A observação é uma das palavras -chave do seu trabalho. Mais do que a participação dos cidadãos. “As pessoas dizem que é preciso árvores porque é popular, mas é preciso ver.” A sua técnica é sentar-se e observar. “Ficaria surpreendida, se se sentasse numa rua de um bairro desde manhã até ao fim do dia, com as coisas interessantes – cumprimentos, crianças a brincar – que veria.”

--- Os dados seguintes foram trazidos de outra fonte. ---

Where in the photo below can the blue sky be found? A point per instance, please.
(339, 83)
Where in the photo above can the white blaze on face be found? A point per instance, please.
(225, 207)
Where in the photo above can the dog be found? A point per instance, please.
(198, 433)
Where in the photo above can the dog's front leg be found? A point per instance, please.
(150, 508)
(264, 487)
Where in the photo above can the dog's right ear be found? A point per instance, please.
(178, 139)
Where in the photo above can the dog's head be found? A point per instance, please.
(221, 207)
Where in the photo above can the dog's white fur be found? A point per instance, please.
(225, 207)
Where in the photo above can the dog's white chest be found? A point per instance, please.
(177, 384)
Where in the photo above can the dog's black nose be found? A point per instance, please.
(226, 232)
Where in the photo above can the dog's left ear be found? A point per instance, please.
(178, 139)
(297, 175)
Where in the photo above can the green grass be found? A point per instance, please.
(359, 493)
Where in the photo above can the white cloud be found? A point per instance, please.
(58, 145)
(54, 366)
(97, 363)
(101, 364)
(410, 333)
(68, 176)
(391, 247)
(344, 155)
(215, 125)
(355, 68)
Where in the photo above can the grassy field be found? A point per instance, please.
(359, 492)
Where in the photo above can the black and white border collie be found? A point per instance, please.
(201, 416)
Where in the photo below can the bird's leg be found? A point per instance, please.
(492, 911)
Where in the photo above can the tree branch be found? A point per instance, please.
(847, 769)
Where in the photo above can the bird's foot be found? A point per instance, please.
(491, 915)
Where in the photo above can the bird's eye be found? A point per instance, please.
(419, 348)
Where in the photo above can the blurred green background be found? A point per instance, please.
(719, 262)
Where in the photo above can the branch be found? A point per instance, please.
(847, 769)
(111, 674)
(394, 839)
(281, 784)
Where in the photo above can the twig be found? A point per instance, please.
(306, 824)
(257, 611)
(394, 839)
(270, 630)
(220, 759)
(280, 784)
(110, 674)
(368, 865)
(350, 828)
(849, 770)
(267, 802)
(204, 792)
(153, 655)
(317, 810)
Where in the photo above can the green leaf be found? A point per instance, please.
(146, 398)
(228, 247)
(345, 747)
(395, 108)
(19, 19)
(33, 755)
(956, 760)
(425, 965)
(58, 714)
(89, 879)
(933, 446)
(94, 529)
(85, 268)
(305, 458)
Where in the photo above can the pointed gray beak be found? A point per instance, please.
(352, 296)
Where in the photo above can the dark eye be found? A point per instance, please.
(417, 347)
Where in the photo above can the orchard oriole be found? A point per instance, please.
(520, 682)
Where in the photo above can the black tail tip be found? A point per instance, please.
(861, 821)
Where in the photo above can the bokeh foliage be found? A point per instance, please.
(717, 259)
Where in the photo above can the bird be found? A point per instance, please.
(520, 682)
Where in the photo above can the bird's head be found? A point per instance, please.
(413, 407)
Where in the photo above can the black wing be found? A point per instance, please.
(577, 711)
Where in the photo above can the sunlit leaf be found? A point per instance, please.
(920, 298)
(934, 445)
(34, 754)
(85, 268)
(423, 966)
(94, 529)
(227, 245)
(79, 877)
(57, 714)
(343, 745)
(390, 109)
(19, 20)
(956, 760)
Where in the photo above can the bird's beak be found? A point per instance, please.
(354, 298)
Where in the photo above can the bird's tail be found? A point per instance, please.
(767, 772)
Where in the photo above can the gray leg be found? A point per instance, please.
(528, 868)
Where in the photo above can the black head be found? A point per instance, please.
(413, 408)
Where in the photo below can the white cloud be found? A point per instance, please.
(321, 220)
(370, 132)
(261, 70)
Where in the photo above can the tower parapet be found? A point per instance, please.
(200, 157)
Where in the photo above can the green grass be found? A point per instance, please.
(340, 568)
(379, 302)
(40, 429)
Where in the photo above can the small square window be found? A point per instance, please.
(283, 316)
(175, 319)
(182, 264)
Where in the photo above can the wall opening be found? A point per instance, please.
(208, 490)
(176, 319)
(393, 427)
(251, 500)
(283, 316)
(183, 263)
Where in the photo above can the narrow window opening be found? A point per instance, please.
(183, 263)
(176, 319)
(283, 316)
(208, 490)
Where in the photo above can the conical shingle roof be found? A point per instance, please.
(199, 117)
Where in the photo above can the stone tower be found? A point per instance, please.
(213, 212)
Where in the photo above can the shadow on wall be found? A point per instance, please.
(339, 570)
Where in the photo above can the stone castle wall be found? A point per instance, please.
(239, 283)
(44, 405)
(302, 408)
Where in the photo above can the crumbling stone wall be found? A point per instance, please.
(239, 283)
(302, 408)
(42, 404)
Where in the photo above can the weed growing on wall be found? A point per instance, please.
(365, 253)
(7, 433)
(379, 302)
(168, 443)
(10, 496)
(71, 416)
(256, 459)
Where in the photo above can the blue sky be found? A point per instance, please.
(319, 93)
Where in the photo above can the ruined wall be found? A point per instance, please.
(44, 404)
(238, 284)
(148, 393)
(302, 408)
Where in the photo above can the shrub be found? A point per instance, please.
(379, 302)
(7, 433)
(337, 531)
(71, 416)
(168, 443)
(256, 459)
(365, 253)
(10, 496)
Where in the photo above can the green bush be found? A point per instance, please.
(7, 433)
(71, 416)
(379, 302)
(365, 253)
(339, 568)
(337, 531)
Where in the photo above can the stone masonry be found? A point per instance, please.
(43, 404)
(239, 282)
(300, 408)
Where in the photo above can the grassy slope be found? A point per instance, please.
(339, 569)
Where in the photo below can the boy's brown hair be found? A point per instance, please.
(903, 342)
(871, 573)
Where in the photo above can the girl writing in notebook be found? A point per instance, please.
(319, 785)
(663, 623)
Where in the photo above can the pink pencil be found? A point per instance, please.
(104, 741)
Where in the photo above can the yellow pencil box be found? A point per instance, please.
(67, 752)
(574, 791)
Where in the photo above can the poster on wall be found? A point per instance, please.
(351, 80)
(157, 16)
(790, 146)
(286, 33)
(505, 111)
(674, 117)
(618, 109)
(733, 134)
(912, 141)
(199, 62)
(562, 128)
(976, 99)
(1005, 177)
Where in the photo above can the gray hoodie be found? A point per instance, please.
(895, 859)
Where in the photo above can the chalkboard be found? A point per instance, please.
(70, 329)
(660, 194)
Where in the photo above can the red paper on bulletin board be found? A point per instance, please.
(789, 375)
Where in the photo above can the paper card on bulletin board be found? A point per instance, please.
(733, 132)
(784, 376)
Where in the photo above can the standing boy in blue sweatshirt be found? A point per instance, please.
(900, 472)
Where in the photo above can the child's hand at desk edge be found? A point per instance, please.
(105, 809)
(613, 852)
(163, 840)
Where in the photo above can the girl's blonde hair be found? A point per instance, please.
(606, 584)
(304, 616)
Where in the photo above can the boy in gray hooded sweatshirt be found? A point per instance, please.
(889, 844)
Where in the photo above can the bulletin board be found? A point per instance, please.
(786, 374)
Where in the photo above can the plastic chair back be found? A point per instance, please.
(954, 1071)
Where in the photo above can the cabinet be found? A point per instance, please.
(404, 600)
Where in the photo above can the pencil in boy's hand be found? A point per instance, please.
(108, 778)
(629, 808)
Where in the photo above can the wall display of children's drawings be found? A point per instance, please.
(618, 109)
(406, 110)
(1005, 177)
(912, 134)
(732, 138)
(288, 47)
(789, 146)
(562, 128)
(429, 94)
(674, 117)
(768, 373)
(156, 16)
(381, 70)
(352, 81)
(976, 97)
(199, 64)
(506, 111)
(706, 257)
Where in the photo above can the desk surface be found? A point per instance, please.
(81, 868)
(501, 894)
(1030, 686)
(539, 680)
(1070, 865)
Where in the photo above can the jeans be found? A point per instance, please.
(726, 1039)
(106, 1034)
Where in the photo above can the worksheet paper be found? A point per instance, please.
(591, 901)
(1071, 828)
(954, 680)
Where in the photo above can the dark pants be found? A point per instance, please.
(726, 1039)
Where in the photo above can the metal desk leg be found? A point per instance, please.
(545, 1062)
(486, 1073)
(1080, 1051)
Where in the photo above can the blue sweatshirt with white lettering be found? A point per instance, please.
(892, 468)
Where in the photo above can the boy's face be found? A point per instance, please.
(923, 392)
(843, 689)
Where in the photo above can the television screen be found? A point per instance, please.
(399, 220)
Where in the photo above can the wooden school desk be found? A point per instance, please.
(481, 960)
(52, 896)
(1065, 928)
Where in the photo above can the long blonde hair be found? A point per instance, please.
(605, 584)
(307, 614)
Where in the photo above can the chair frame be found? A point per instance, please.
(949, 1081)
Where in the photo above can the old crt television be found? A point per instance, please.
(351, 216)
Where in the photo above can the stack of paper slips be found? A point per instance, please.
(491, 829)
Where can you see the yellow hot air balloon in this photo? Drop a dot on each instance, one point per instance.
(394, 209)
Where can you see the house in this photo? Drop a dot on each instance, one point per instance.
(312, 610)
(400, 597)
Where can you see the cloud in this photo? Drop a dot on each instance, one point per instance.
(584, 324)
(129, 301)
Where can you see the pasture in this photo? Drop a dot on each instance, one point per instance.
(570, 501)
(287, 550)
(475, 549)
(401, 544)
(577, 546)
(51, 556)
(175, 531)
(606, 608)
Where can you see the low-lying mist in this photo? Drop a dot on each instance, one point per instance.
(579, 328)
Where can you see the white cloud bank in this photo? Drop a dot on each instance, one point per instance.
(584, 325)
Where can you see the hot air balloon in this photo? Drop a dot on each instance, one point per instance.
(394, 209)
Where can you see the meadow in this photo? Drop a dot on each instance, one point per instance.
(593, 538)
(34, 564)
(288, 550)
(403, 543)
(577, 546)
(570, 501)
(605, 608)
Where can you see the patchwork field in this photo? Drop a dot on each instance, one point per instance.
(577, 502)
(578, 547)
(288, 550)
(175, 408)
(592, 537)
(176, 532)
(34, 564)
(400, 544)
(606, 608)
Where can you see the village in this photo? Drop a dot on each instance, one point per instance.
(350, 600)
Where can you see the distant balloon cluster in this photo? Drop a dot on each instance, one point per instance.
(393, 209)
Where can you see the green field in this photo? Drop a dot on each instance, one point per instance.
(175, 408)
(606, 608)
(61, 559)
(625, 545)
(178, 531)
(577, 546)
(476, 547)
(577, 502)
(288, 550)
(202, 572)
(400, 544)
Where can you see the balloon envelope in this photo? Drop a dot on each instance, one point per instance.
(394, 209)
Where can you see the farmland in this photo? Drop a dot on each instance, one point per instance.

Tradução chega 46 anos depois da primeira edição

Jan Gehl escreveu A Vida entre Edifícios em 1971. Foi a sua tese de doutoramento e propunha uma nova abordagem à cidade, com menos carros e mais peões. Traduzido em todo o mundo, faltava em português. Tiago Mesquita Carvalho empreendeu essa tarefa, com o apoio da Cicloficina dos Anjos, uma associação que ensina os cidadãos a conhecer as suas bicicletas. “Ganhámos um prémio, achámos que tínhamos mais qualquer coisa a dizer e propus traduzir este livro”, conta ao DN. Esse “algo” é dizer que tem de haver um equilíbrio e que o uso excessivo do automóvel tem consequências para a saúde, para a desvalorização dos edifícios…” Continua: Pedimos autorização e Jan Gehl disse que o livro era livre de direitos, porque foi feito com dinheiro público no âmbito de um trabalho académico”, explica o tradutor. A edição é da livraria Tigre de Papel em parceria com o Centro de Estudos para a Mudança Socioeconómica e o Território do Instituto Universitário de Lisboa. Foram editados 250 exemplares, mas um dia depois da apresentação da obra, a 16 de novembro, o editor Bernardino Aranda já pensava numa segunda.

[Correção: O livro A Vida entre Edifícios é uma edição da Tigre de Papel com a Cicloficina dos Anjos e não com o ISCTE como erradamente foi escrito.]